Podobnie jak w 2017 i 2018 roku w badaniu wygrywa Nowa Zelandia. Na drugim miejscu znalazło się Chile, a podium zamykają Włochy. Na czwartym miejscu RPA, na piątym Holandia. Polska znalazła się na 6 miejscu wyprzedzając Francję, Belgię, USA, Turcję, Niemcy i Chiny.
Analiza konkurencyjności została obliczona na podstawie wielu zmiennych. Wzięto pod uwagę wszystkie czynniki na drodze od producenta do konsumenta. Największy wpływ na wynik każdego z badanych krajów miały poniższe czynniki:
1- Potencjał produkcyjny
2- Czynniki klimatyczne, fitosanitarne i energetyczne
3- Zdolność do zdobywania zagranicznych rynków
4- Zasobność portfela konsumenta
5- Organizacja sektora i wsparcie publiczne
6- Otoczenie makroekonomiczne
(6 miejsce) Polska awansowała w tym zestawieniu z 11 miejsca w 2017 roku na 6 w 2019 roku. Tamtejsi analitycy zwracają uwagę na wysoki wskaźnik odnawiania nasadzeń w naszym kraju i rosnącą wydajność z hektara. Ponadto na aktualne miejsce wpływ miały niskie, względem krajów zachodnich, koszty pracy. Jako główne czynniki wpływające na spadek konkurencyjności Polski, wymienia się duży odsetek jabłek przeznaczonych do przetwórstwa oraz niedostateczne zorganizowanie produkcji.

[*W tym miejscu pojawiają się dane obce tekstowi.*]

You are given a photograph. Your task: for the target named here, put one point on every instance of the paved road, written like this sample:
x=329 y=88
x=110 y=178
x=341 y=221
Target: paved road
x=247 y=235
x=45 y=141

(1 miejsce) Nowa Zelandia we francuskich analizach wygrywa trzeci rok z rzędu. Głownie z powodu sprzyjającego klimatu. Ponadto sektor produkcji jabłek jest od kilkudziesięciu lat ukierunkowany na eksport. 85% produkcji jest sprzedawane za granicami kraju. Analitycy zwracają uwagę na relatywnie mały areał upraw, który jest równoznaczny z bardzo wysoką wydajnością.